Rick's mom is fading slowly, her passage to where ever is next seems like watching the sunset. There are changes that fade from one to the next, and for moments it seems time is suspended. This is that change we all are afraid of, that passing of those we love.......we pray that it is peaceful and painless...
we hope that we are strong and courageous, knowing when to let go and say our goodbyes.
This week has brought back so many memories of watching my own mother as she passed. It is exhausting, yet there is a part of you that doesn't want it to end, there is a part of you that prays for the end.

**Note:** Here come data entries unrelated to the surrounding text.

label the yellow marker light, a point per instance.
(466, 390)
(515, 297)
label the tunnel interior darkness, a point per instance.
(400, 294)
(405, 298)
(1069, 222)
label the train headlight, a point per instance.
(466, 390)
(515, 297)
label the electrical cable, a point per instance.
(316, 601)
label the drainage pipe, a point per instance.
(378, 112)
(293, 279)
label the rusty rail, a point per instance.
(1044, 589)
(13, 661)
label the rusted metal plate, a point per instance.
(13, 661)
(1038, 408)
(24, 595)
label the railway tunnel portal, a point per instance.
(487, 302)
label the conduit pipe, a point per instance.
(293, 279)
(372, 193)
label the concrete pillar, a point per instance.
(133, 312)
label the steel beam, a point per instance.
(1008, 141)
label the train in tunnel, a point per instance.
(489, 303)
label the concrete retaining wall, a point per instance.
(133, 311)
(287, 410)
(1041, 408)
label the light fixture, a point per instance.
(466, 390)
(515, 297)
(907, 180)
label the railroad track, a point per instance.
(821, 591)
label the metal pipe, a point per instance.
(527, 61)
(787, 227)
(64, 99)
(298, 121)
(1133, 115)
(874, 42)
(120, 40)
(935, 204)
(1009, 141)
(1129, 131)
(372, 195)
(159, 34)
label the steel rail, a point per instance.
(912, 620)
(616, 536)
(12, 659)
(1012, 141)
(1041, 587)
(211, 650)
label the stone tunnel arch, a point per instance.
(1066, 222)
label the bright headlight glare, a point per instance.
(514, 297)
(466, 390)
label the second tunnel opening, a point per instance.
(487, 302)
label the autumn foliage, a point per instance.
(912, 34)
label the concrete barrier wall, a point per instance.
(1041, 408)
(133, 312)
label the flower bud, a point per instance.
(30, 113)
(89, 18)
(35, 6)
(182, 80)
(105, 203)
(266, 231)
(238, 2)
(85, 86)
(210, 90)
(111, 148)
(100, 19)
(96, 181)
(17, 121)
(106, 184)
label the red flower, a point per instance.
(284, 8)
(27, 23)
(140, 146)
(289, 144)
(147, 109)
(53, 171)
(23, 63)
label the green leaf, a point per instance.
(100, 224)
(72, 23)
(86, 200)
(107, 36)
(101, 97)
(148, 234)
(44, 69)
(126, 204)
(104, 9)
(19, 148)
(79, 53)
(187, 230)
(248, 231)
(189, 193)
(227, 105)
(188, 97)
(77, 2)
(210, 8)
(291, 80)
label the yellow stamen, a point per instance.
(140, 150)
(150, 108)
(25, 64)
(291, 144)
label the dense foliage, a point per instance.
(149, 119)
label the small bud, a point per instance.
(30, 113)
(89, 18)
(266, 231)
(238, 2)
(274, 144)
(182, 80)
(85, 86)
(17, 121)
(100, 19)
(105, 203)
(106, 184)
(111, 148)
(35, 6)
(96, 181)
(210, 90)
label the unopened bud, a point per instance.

You feel as though the skin has been peeled from your body, yet there is absurd numbness too. The emotions are hitting so fast and hard.....guilt, regret, love, anger, sadness and fear are just a few that course through your heart. This is the part of life that no one prepares you for, this is the part that you think and wish never comes.
I wish that our culture was better at this passing......that we celebrated the fact that the body is only temporary and that who we are goes on forever. Memories of those we love are forever programmed in our brains, passed through our DNA, and we weep for the loss of the familiar,the body.......but we rejoice for the passage of the spirit for what comes next.
The hard part......the waiting, the false hope, the rawness of the emotions, the profound sorrow and grief when that last breath does take place. Rick has looked at me several times this week and said that he was struggling to stay in the now. This is the now that no one wants to be in, yet every last one of us will be there at some point in our life. It all comes down to one breath at a time.....when the now becomes the past and the future.....and we say goodbye.